- Born: 5 February 1909 Voden, Salonica Vilayet, Ottoman Empire (now Edessa, Greece)
- Died: c. 1996 (aged 86-87) Skopje, Former Yugoslav Republic of Macedonia
- Allegiance: Yugoslavia Socialist Republic of Macedonia;
- Branch: National Liberation Front
- Service years: 1943-1949
- Conflicts: Greek Civil War
- Children: Risto Ajanovski - Taki Georgi Ajanovski
- Other work: Leader of the Macedonia Antifascist Organization Leader of the Secret Macedonian Organization for Liberation

= Vangel Ajanovski-Oče =

Vangel Ajanovski-Oče (Вангел Ајановски-Оче) (1909–1996) was the initiator and communist leader of Macedonian national organizations such as the Macedonian Anti-Fascist Organization (Македонска антифашистичка организација, Makedonska antifašistička organizacija, MAO) and the Secret Macedonian Organization for Liberation (Тајна ослободителна македонска организација, Tajna osloboditelna makedonska organizacija, TOMO).
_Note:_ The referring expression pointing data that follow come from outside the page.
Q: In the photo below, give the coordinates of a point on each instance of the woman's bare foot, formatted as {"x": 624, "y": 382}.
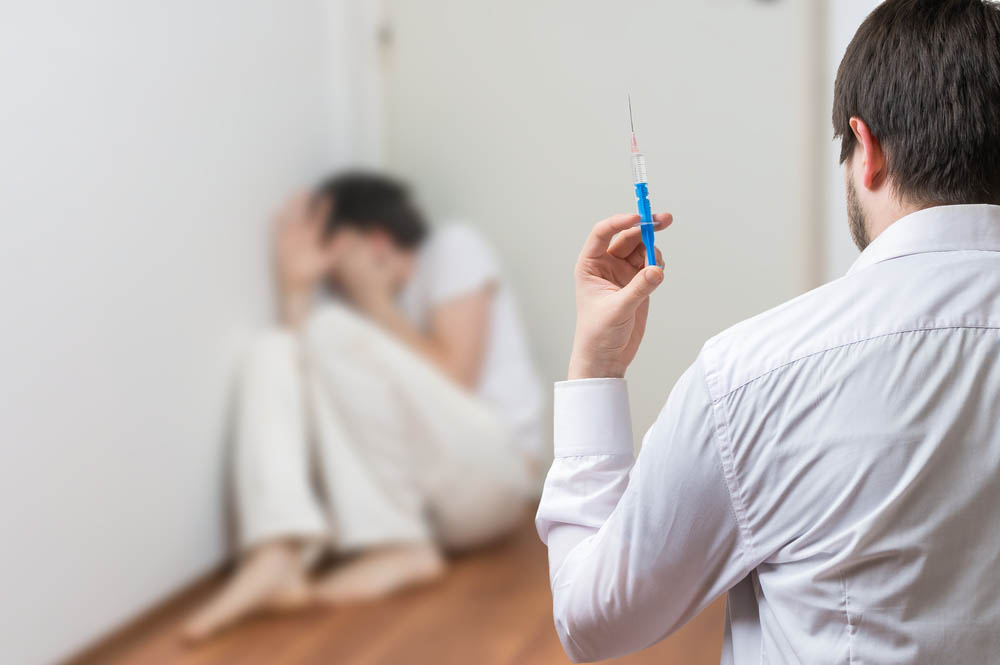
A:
{"x": 380, "y": 572}
{"x": 272, "y": 577}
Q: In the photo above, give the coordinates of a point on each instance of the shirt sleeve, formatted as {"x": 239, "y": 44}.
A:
{"x": 635, "y": 550}
{"x": 462, "y": 262}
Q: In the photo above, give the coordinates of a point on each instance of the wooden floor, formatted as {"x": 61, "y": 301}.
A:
{"x": 493, "y": 608}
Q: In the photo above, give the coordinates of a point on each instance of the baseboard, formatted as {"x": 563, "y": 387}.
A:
{"x": 134, "y": 630}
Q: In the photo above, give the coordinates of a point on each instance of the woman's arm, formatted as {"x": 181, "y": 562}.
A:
{"x": 457, "y": 333}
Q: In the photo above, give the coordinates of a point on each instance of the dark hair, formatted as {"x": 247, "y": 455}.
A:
{"x": 370, "y": 201}
{"x": 924, "y": 75}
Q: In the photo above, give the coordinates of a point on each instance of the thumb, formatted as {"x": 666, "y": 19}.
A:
{"x": 642, "y": 285}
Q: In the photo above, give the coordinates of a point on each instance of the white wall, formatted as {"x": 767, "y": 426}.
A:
{"x": 513, "y": 116}
{"x": 144, "y": 145}
{"x": 842, "y": 20}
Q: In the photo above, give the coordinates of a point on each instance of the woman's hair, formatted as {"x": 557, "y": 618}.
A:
{"x": 370, "y": 201}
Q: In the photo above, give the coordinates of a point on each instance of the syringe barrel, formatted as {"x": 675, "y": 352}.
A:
{"x": 638, "y": 167}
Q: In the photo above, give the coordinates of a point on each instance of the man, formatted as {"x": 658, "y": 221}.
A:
{"x": 417, "y": 391}
{"x": 833, "y": 464}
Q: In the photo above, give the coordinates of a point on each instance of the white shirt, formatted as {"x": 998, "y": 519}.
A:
{"x": 834, "y": 464}
{"x": 455, "y": 261}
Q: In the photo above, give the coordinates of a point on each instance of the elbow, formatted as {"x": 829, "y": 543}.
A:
{"x": 581, "y": 635}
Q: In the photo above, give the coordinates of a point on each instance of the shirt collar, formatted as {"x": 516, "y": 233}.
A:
{"x": 938, "y": 229}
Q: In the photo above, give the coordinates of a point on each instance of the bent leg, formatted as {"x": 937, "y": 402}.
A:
{"x": 277, "y": 510}
{"x": 429, "y": 447}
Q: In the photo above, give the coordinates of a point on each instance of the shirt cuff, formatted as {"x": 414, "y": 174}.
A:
{"x": 591, "y": 417}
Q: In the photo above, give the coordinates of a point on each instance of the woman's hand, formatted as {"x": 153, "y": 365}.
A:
{"x": 613, "y": 285}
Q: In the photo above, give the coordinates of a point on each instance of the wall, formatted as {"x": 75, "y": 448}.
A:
{"x": 144, "y": 146}
{"x": 513, "y": 117}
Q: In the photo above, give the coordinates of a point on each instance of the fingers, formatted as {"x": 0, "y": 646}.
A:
{"x": 637, "y": 259}
{"x": 625, "y": 242}
{"x": 642, "y": 285}
{"x": 600, "y": 236}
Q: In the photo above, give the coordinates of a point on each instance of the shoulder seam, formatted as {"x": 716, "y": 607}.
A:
{"x": 851, "y": 343}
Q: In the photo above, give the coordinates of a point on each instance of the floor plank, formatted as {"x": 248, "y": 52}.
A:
{"x": 493, "y": 608}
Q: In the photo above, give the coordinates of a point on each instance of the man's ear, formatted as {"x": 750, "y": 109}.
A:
{"x": 872, "y": 164}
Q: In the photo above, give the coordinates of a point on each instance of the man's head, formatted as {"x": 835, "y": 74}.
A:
{"x": 917, "y": 109}
{"x": 375, "y": 223}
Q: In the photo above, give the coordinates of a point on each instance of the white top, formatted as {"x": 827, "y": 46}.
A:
{"x": 834, "y": 464}
{"x": 455, "y": 261}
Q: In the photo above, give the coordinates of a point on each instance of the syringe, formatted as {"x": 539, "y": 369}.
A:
{"x": 642, "y": 193}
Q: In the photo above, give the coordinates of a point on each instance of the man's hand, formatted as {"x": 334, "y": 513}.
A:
{"x": 302, "y": 255}
{"x": 612, "y": 296}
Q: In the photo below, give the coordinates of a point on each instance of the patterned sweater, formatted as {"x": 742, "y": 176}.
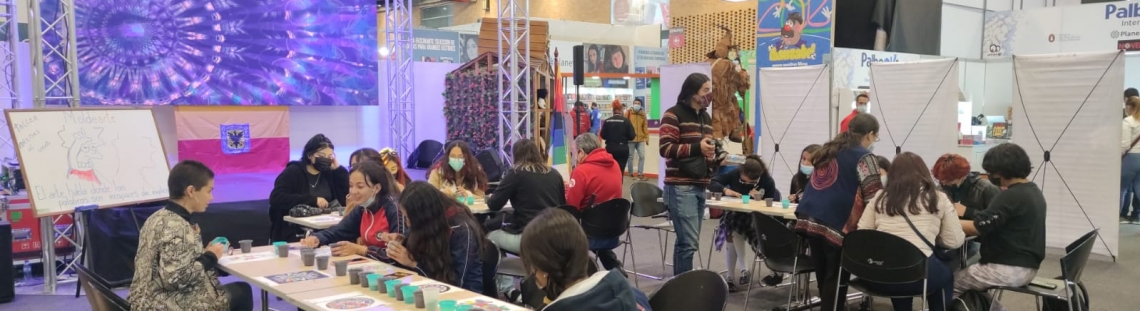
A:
{"x": 172, "y": 271}
{"x": 681, "y": 133}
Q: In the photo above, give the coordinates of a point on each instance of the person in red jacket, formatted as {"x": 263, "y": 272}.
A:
{"x": 861, "y": 107}
{"x": 596, "y": 180}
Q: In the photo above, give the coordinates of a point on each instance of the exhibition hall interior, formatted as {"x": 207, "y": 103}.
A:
{"x": 586, "y": 155}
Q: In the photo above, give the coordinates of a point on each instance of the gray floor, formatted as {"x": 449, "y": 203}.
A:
{"x": 1110, "y": 284}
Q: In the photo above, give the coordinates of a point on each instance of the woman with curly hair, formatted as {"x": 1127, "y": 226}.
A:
{"x": 458, "y": 173}
{"x": 444, "y": 240}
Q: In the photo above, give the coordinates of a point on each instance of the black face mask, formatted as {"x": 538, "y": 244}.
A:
{"x": 323, "y": 164}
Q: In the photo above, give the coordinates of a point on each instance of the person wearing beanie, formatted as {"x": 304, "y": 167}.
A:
{"x": 968, "y": 190}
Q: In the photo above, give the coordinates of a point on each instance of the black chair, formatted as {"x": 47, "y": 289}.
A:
{"x": 697, "y": 289}
{"x": 782, "y": 251}
{"x": 881, "y": 258}
{"x": 1076, "y": 255}
{"x": 490, "y": 259}
{"x": 98, "y": 292}
{"x": 425, "y": 154}
{"x": 645, "y": 205}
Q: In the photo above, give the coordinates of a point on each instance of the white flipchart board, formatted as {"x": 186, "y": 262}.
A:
{"x": 915, "y": 104}
{"x": 75, "y": 157}
{"x": 673, "y": 76}
{"x": 1067, "y": 104}
{"x": 794, "y": 113}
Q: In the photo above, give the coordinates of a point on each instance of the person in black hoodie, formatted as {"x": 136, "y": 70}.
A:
{"x": 618, "y": 131}
{"x": 364, "y": 230}
{"x": 316, "y": 180}
{"x": 556, "y": 252}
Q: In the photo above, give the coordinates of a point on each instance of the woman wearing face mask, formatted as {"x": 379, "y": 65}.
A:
{"x": 846, "y": 176}
{"x": 316, "y": 180}
{"x": 800, "y": 179}
{"x": 636, "y": 115}
{"x": 750, "y": 178}
{"x": 458, "y": 173}
{"x": 171, "y": 269}
{"x": 363, "y": 230}
{"x": 559, "y": 260}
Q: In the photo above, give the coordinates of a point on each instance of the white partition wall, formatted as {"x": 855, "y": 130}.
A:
{"x": 915, "y": 103}
{"x": 673, "y": 76}
{"x": 1066, "y": 106}
{"x": 794, "y": 114}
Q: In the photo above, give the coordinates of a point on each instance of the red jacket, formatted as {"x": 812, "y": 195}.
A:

He then became the secretary of the Voden (Edessa) regional committee of the People's Liberation Front (NOF), a communist political and military organization created by the Slavic Macedonian minority in Greece. He was an organizational secretary of the central council of NOF for sections of the Slavic Macedonian minority in northwestern Greece. He died aged 87 in 1996. His sons are Risto Ajanovski - Taki, Georgi Ajanovski.